In order to  investigate the process of finding a good balance in the combination of different automatic annotation tools, we run Tractquerier (TQ), which is an implementation of WMQL, Recobundles (RB), TractSeg (TS) and COMMIT (CM) in a tractogram of 10 million streamlines computed with ACT [54] for one HCP subject. A naïve approach to combine the methods would be majority voting. Figure 6 (on the left) shows the acceptance rates of streamlines for the testing dataset after performing a majority voting with different thresholds. As shown, requiring at least three methods to accept a streamline would result in a massive filtering of 95.1% of the dataset. Even with a milder threshold of at least two methods, 79.1% of the dataset would be filtered out. While the amount of around 20% of accepted streamlines (i.e., two million streamlines in this example) could be enough to fill up the space of the WM with an improved TP-to-FP ratio, potential biases of such an ad hoc approach would need to be investigated. Also the low agreement for only 50.6% of the streamlines (0.2% for four positive votes and 50.4% for four negative votes) indicates that a more sophisticated strategy for the combination of different tools should be considered. This could maintain a higher acceptance rate of TP streamlines and by that potentially reduce the required number of streamlines in the tractogram.
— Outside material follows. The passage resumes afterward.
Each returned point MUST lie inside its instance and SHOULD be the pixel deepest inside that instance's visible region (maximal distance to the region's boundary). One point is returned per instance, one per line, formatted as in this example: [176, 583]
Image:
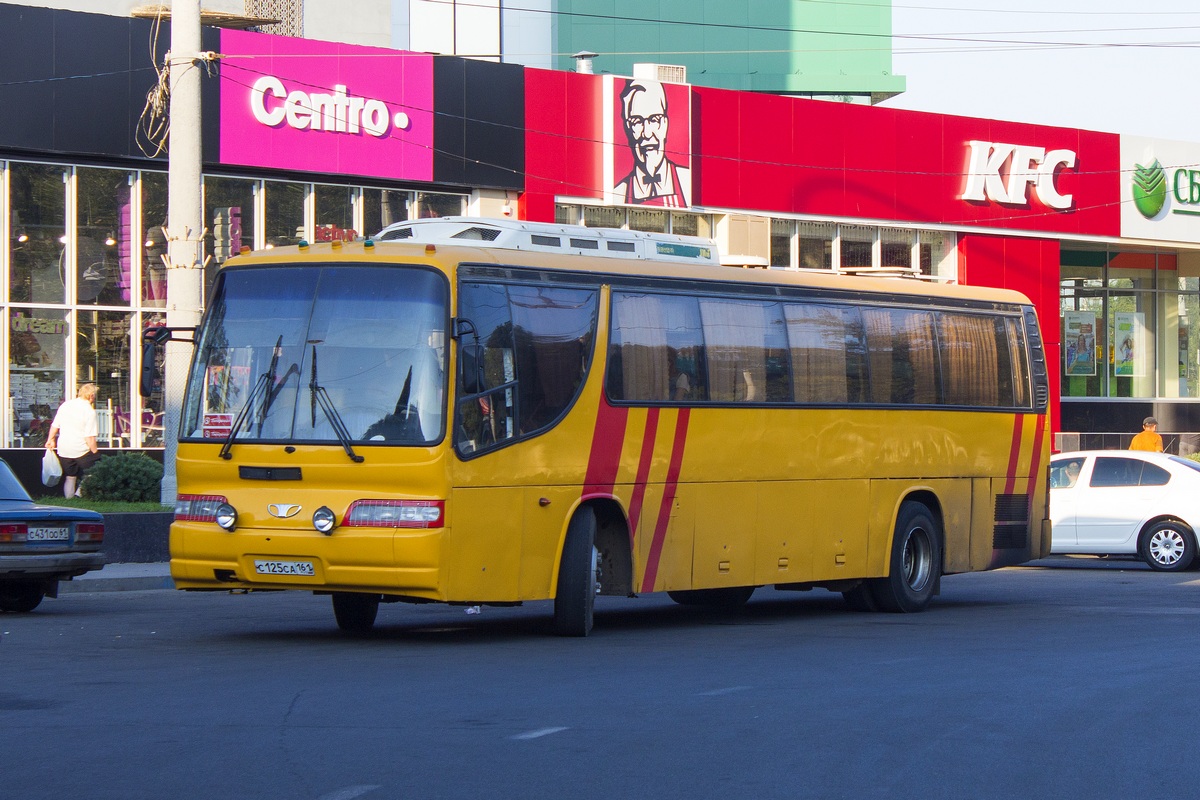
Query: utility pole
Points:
[185, 221]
Figures 6 (on the right) and 7 show the percentage of streamlines accepted by each method as well as their agreement, respectively. As shown, the most restrictive method is CM and the most relaxed one is TQ. While the other two methods are in the middle, they are also rather restrictive. Moreover, any pair of methods agrees in 60–80% of the streamlines. From these initial analyses, it is clear that more research is needed in order to find better ways of synthesising information from different methods for the purpose of tractogram filtering than just simple majority voting. Again, the final application must also be considered for assessing the ideal approach.

Fig. 7
figure 7

Agreement between Tractquerier (TQ), Recobundles (RB), TractSeg (TS) and COMMIT (CM) on a 10M tractogram of one HCP subject. Every entry shows the percentage of streamlines with the same classification label obtained by the corresponding pair of methods

In addition to combining different methods, using other prior information can be potentially useful for tractogram filtering. For example, including specific microstructure information has been useful for tractography [20, 51], which can also be expected from tractogram filtering methods. Combining dMRI and functional information is promising to understand the mechanisms for brain connectivity [14]. Thus, it would be interesting to explore in the future the use of functional data for tractogram filtering.

4 Conclusion

Tractogram filtering is a relatively young but very active research area with a high potential of development. While the reviewed methods in this chapter show that there are a multitude of ways to obtain information related to the plausibility of streamlines, there is yet no holistic approach to separate the TP and FP streamlines in a tractogram in a fully satisfying way. In our opinion, machine learning-based methods have the potential to contribute substantially to tractogram filtering. However, at this moment the applicability of supervised approaches is tightly coupled to the proper definition of training labels, which is difficult to obtain in the absence of a ground truth. We see the combination of different automatic annotation tools, potentially complemented with manual annotations from neuroanatomists, as a promising avenue to address this problem, while developments are still needed in that line of research in the future.